Modbus is a well known serial communications protocol published by Modicon® in 1979 for use with programmable logic controllers (“PLC”'s) and has become a de facto standard communications protocol in industry. Modbus is now a commonly available means of connecting industrial electronic devices. Modbus allows for communication between many devices connected to the same network, for example a system that measures temperature and humidity and communicates the results to a computer. Modbus is often used to connect a supervisory computer with a remote terminal unit (“RTU”) in supervisory control and data acquisition (“SCADA”) systems.
Versions of the Modbus protocol exist for serial port and for Ethernet and other networks that support the Internet protocol suite. The most common Modbus variants are Modbus RTU, Modbus ASCII, Modbus Plus and Modbus/TCP. Modbus RTU (binary) and Modbus ASCII are the two basic forms of the Modbus protocol. The ASCII form transmits each 8 bit byte using two ASCII characters from the ASCII character set (‘0-9’ and ‘A-F’). The RTU form transmits all bytes in binary format, i.e. each byte is transmitted as 2 four bit hexadecimal characters. making the protocol faster and more efficient. Both forms may utilize the serial RS-232/RS-485 protocols as the networking medium. Modbus Plus is a Modicon® proprietary protocol used in industrial networking systems. It uses token-passing peer-to-peer communications over a proprietary networking medium at data transfer rates of one megabit per second (high-speed passing of groups of bits within a layer). Typically the network medium is a shielded twisted-pair cable. The structure of Modbus/TCP is similar to the Modbus RTU packet except that it has an extra six-byte header and does not use the cyclic redundancy check (“CRC”). Modbus/TCP defines the packet structure and connection port for the industry standard TCP/IP protocol. Modbus/TCP retains the Modbus RTU limit of 256 bytes to a packet. A protocol variant referred to as Enhanced Modbus/TCP removes this limitation to allow a higher throughput is also utilized.
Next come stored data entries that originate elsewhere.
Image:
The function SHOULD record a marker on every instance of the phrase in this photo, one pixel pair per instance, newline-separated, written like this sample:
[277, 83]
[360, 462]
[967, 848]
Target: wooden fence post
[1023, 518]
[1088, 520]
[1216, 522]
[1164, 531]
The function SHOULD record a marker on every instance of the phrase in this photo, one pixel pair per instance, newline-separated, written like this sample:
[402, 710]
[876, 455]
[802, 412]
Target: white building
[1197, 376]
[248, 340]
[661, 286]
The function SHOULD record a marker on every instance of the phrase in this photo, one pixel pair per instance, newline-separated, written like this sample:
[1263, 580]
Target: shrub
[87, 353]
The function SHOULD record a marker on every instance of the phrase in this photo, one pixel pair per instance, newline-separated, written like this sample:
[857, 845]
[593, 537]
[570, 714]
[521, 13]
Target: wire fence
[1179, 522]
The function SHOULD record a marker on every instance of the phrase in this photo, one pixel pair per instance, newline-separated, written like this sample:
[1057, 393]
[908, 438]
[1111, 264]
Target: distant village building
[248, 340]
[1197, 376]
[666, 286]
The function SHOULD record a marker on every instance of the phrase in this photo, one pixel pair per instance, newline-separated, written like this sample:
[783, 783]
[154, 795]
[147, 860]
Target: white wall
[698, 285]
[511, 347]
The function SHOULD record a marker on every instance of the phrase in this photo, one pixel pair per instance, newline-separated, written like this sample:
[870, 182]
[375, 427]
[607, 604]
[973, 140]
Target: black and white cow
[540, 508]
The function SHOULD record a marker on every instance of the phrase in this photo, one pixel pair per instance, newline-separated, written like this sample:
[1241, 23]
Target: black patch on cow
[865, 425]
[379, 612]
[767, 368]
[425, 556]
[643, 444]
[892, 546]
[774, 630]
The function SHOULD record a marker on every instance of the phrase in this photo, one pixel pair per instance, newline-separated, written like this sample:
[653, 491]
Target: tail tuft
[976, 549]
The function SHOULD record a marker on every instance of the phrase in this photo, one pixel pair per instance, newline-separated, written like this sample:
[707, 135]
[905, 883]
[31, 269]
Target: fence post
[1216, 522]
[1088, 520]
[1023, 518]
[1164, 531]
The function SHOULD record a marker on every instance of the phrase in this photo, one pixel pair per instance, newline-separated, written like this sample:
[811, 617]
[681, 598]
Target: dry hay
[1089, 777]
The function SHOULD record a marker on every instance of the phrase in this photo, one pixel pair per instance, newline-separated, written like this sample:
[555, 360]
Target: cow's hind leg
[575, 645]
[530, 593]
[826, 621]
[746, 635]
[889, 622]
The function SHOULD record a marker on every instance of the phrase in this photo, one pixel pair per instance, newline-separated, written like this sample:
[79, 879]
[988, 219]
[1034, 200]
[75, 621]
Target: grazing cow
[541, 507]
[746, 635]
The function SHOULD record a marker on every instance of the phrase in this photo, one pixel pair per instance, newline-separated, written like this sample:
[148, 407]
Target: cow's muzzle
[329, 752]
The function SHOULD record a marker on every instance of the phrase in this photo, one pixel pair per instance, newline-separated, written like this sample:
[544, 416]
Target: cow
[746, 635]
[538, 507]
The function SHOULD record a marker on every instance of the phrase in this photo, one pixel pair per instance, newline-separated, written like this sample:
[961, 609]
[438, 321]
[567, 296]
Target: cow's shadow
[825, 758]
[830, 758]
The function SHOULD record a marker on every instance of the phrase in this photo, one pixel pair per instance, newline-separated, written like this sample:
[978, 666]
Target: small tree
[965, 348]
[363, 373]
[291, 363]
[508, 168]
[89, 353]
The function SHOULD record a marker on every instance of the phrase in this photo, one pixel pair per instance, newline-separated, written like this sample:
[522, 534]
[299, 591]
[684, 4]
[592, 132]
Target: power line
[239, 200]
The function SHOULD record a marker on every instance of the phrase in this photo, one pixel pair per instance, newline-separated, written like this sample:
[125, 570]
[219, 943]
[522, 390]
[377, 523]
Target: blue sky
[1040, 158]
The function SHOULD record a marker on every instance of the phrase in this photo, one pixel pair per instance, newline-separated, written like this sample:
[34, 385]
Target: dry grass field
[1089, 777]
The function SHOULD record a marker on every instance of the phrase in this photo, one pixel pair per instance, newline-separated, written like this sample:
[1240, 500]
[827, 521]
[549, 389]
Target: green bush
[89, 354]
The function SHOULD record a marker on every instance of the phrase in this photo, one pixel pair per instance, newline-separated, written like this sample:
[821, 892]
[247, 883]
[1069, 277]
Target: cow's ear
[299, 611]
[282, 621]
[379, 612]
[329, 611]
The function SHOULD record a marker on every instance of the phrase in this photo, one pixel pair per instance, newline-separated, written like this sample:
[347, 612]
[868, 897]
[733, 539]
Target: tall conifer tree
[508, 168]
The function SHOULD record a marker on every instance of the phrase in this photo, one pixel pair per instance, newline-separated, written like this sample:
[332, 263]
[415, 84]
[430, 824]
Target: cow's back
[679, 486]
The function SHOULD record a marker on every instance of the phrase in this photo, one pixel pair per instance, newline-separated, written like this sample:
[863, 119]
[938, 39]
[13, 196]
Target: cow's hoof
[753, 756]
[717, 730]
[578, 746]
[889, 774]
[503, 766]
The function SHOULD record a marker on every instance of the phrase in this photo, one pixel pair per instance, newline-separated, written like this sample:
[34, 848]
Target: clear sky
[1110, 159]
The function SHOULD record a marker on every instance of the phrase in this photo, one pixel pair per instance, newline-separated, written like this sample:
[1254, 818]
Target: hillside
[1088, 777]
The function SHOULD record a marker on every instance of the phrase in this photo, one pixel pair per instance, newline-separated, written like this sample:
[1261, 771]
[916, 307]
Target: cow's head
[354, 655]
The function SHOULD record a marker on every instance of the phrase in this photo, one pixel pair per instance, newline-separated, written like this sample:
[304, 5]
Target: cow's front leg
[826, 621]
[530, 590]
Most Modbus devices communicate over a serial EIA-485 physical layer using either Modbus RTU or Modbus ASCII. These are often referred to as multi-drop networks as all of the devices on the network are connected to the same wires. The Modbus network, as defined by the protocol, is a single master, multi-drop (more than one device) system that may support up to 247 slave devices.
Each device, intended to communicate using the Modbus protocol over a particular network, is given a unique address unique among the devices connected to the network. In serial and Modbus Plus networks only the node assigned as the master may initiate a command. A Modbus command contains the Modbus address of the device it is intended for. Only the intended device will act on the command, even though other devices might receive it (an exception is specific broadcast-able commands sent to node 0 which are acted upon but may not be acknowledged). The basic Modbus commands can instruct an RTU to change a value in one of its registers, control or read an I/O port, as well as command the device to send back one or more values contained in its registers.
As the serial and Modbus Plus protocols require each device to be configured with a unique address, as a well as other communications parameters, configuring a large Modbus network having numerous slave devices, which may be geographically disperse, is often time consuming and inefficient.